Although this data is likely to ‘mean very little’ for the wider trial, it is expected to provide a significant boon for the companies that have been supplying the trial with free products for over a year.
Speaking to Marijuana Business Daily in 2020, Dr Authier said: “It would not be legal to give exclusivity to suppliers, but with hundreds of patients already treated (at the end of the experiment) and doctors used to prescribing their products, this is probably a marketing advantage.
He added that these companies would also be ‘first on the market’ if and when legalisation of medical cannabis was brought in, while these companies would also make ‘savings’ on clinical research.
The companies currently supplying France’s medical cannabis experiment at their own cost include Canadian giant Aurora Cannabis in partnership with Ethypharm, Tilray in partnership with Medipha Sante, Israel’s Panaxia Pharmaceutical in partnership with Neuraxpharm France, Australia’s Little Green Pharma in partnership with Intsel Chimos, and Emmac Life Sciences, which has since been acquired by US player Curaleaf.

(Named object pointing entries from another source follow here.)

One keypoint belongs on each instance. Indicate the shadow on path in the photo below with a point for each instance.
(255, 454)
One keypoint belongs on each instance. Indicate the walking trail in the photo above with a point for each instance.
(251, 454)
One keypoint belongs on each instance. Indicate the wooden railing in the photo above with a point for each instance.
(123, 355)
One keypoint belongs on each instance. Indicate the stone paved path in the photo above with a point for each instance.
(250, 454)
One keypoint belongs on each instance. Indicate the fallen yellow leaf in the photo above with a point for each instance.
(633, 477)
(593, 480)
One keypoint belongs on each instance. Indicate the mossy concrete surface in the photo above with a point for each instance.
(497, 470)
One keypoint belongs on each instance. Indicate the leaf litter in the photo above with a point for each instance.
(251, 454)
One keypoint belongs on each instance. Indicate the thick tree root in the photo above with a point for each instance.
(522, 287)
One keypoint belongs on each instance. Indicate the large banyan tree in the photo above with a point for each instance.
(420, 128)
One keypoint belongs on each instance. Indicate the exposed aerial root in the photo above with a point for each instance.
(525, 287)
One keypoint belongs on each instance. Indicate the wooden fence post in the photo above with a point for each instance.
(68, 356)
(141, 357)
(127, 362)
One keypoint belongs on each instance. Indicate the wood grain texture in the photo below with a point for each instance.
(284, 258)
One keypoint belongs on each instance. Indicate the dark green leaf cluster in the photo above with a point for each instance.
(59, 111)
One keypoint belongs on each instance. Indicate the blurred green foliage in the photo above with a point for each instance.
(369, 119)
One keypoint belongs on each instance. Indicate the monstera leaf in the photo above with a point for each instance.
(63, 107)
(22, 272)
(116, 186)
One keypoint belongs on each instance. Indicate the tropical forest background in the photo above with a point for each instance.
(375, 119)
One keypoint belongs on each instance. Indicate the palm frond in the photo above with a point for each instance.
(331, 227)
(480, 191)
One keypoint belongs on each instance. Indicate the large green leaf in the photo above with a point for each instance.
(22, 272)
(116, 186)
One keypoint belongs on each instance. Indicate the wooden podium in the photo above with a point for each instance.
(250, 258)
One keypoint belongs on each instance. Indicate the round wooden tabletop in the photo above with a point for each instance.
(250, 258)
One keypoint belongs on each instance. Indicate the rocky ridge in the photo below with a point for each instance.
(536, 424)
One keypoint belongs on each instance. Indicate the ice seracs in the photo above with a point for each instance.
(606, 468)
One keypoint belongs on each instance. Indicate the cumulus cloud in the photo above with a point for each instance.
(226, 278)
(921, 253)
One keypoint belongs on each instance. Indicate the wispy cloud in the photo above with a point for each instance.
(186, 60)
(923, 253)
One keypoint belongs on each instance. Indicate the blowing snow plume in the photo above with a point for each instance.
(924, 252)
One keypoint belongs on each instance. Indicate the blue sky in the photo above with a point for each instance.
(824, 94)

However, now that the project has been extended for a further year, there is no guarantee these supply deals will remain in place.
BusinessCann understands that a second tender process is currently under way and that the potential suppliers will have to undergo a rigorous vetting process in order to be selected.
A key difference this time around is that the suppliers are expected to be paid for their contributions, with the National Health and Medicines Agency understood to have already asked the current suppliers for a price list to estimate the cost of the extended trial.
The current trial is due to end in March this year, and questions remain over how the following year will be funded and how much these companies will be paid for their products.